Either of the following may be used to actually execute states during provisioning.

  • run_highstate - (boolean) Executes state.highstate on vagrant up. Can be applied to any machine.
  • run_overstate - (boolean) Executes state.over on vagrant up. Can be applied to the master only.

Output Control

These may be used to control the output of state execution:

  • colorize (boolean) - If true, output is colorized. Defaults to false.

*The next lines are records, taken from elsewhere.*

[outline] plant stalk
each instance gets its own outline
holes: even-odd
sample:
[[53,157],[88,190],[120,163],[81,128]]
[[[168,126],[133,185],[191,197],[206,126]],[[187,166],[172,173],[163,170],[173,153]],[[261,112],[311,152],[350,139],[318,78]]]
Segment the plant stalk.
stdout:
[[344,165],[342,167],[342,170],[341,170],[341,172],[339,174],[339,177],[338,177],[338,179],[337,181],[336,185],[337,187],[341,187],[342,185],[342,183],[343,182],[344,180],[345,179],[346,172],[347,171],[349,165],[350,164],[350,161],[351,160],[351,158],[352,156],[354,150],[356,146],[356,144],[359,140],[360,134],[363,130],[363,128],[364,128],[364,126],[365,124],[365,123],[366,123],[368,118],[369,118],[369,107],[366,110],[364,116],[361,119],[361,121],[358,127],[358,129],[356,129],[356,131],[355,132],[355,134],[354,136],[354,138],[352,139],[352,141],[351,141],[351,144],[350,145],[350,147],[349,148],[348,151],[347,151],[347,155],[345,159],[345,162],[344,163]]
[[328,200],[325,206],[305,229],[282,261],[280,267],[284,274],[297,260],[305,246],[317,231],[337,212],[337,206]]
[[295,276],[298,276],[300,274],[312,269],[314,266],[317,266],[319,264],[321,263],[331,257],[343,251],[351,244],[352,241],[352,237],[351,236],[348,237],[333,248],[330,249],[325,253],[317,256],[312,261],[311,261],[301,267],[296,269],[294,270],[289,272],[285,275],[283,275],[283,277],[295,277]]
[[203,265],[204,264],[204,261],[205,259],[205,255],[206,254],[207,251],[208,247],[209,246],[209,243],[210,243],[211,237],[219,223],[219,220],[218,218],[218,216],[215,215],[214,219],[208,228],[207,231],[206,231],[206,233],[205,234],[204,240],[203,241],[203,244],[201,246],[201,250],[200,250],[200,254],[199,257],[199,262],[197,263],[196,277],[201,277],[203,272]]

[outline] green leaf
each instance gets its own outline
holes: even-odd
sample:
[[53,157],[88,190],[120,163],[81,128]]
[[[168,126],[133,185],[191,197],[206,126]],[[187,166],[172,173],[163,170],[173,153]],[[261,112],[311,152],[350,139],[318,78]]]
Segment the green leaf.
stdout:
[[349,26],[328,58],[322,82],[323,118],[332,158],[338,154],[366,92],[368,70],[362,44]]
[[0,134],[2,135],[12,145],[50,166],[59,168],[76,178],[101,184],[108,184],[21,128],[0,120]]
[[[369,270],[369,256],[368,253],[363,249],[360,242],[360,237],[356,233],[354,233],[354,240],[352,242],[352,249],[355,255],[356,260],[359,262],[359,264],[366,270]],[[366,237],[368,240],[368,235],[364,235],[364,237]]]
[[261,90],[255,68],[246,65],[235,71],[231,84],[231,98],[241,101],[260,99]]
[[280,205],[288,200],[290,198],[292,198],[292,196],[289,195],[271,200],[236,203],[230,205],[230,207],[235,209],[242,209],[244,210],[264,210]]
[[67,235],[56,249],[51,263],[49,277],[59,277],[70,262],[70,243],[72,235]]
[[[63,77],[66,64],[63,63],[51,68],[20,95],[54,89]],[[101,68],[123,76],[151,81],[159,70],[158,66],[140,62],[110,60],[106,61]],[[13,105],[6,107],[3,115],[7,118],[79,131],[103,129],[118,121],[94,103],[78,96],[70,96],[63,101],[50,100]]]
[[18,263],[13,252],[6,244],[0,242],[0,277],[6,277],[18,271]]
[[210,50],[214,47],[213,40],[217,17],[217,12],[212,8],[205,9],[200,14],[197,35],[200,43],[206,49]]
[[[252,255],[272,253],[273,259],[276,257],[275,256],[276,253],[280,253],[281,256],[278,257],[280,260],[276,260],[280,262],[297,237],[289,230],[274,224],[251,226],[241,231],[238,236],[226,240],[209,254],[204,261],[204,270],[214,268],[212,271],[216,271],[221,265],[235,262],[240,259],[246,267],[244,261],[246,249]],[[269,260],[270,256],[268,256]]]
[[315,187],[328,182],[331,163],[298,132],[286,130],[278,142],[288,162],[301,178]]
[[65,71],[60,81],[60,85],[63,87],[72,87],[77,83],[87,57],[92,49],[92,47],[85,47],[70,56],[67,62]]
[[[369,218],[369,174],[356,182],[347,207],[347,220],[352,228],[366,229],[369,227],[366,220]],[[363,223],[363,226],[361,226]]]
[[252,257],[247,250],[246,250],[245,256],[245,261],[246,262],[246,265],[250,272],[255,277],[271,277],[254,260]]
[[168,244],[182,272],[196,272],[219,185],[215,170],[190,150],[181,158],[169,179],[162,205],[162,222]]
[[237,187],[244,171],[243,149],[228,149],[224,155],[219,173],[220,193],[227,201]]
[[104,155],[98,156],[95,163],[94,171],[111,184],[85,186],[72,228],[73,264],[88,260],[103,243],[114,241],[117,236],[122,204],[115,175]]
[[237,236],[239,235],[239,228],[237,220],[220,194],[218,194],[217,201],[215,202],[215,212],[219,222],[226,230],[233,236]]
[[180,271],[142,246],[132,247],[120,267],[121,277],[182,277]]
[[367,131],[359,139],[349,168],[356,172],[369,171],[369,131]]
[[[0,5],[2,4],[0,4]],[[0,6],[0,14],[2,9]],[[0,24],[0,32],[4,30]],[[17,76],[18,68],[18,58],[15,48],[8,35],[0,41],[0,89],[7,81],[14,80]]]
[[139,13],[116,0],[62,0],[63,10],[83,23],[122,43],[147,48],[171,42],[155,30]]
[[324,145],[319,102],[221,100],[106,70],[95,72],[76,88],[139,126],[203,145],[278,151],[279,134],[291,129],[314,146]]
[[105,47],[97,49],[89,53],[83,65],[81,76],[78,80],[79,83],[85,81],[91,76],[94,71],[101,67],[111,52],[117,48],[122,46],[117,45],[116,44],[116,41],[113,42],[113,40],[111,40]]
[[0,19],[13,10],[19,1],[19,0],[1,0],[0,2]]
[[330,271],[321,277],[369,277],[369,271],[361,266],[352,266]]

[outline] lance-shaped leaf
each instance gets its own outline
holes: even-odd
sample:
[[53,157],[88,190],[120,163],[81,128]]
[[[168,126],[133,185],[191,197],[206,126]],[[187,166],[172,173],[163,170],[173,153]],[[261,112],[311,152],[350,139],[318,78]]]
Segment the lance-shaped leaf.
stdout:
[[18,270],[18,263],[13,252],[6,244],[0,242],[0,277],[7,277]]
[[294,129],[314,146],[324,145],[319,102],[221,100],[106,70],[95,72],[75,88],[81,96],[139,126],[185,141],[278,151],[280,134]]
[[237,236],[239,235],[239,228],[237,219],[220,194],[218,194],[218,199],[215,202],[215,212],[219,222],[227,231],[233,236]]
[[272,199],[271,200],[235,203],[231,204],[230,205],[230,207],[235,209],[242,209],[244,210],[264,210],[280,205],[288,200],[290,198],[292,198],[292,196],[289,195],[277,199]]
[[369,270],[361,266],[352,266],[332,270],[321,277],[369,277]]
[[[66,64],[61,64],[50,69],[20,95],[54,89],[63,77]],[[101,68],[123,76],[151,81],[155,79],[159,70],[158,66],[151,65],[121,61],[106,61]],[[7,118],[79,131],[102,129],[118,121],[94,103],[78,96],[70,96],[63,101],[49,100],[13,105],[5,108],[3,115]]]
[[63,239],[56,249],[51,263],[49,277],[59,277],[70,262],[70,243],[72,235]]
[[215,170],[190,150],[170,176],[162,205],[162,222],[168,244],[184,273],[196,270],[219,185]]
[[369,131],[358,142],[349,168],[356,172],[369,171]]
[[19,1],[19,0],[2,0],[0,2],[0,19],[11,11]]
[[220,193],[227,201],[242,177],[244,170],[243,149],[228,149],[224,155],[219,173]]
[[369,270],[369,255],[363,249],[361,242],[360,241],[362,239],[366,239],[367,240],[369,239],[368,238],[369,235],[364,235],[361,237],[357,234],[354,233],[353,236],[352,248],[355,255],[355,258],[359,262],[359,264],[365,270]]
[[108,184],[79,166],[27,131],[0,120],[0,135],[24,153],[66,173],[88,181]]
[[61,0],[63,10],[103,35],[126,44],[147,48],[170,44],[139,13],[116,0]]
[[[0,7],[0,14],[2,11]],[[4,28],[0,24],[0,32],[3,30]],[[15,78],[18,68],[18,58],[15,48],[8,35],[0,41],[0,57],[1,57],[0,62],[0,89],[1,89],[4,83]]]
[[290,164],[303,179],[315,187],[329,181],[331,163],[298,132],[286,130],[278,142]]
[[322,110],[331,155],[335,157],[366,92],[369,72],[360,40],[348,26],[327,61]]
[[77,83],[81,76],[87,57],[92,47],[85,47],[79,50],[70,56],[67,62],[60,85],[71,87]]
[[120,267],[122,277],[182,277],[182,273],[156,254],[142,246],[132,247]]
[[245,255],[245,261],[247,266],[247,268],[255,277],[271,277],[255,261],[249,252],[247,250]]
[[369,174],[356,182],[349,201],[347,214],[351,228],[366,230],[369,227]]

  • log_level (string) - The verbosity of the outputs. Defaults to "debug". Can be one of "all", "garbage", "trace", "debug", "info", or "warning".

Pillar Data

You can export pillar data for use during provisioning by using the pillar command. Each call will merge the data so you can safely call it multiple times. The data passed in should only be hashes and lists. Here is an example::

      config.vm.provision :salt do |salt|

        # Export hostnames for webserver config
        salt.pillar({
          "hostnames" => {
            "www" => "www.example.com",
            "intranet" => "intranet.example.com"
          }
        })

        # Export database credentials
        salt.pillar({
          "database" => {
            "user" => "jdoe",
            "password" => "topsecret"
          }
        })

        salt.run_highstate = true

      end

Preseeding Keys

Preseeding keys is the recommended way to handle provisiong using a master. On a machine with salt installed, run salt-key --gen-keys=[minion_id] to generate the necessary .pub and .pem files

For a an example of a more advanced setup, look at the original plugin.